Conflict is inevitable within communities and schools; however, when conflict turns violent, the public’s awareness and concern for school safety increases.
Conflict is inevitable within communities and schools; however, when conflict turns violent, the public’s awareness and concern for school safety increases. Decades of research demonstrate the significant effect of aggressive behavior on the classroom environment, and teachers view such behavior as seriously undermining the learning potential of students. Research also shows that youth who are prone to violent or aggressive behavior lack important social skills, including impulse control, problem solving, and anger management.
Conflict-resolution programs can help reclaim the peaceful sanctuary of school settings. Research has found that most programs reduce the time educators spend on conflicts, improve school climate and increase effective problem-solving and self-control skills in students. School-based mediation and conflict resolution can be integrated into content areas, improving both comprehension and critical thinking and is proven to have a lasting positive impact on both social-emotional and academic performance.
Conflict resolution is a skill that requires practice. Following are three research-based techniques to consider implementing in your program.

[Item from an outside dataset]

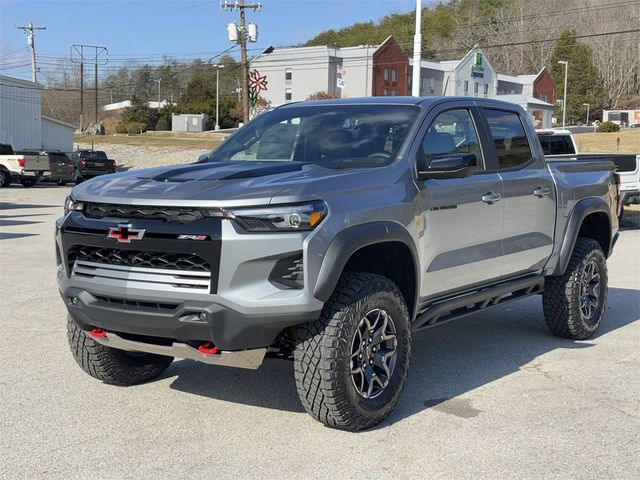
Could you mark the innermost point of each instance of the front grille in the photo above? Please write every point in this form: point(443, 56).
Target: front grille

- Peace Path: Provide guided steps to resolving conflicts. Let students post them on a wall or paint them on the playground. Open-ended statements such as, “How would you feel?” or “What happened?” are particularly effective. Encourage students to brainstorm solutions and think about how they would feel in a conflict situation.
- Conflict Managers: Identify and train student leaders to become conflict managers. Student mediators should be available to help students, lead by example and teach conflict-resolution techniques.
- Messages: Children often blame others when conflict arises. Teach students to recognize emotions, both in themselves and others. Encourage using I statements, such as, “I feel sad when you don’t play with me.” Guide children to talk out their conflicts with I messages before discussing possible solutions.
Educators can support students as they solve their own conflicts, building a sense of empowerment and confidence that will serve children in higher education and the workplace.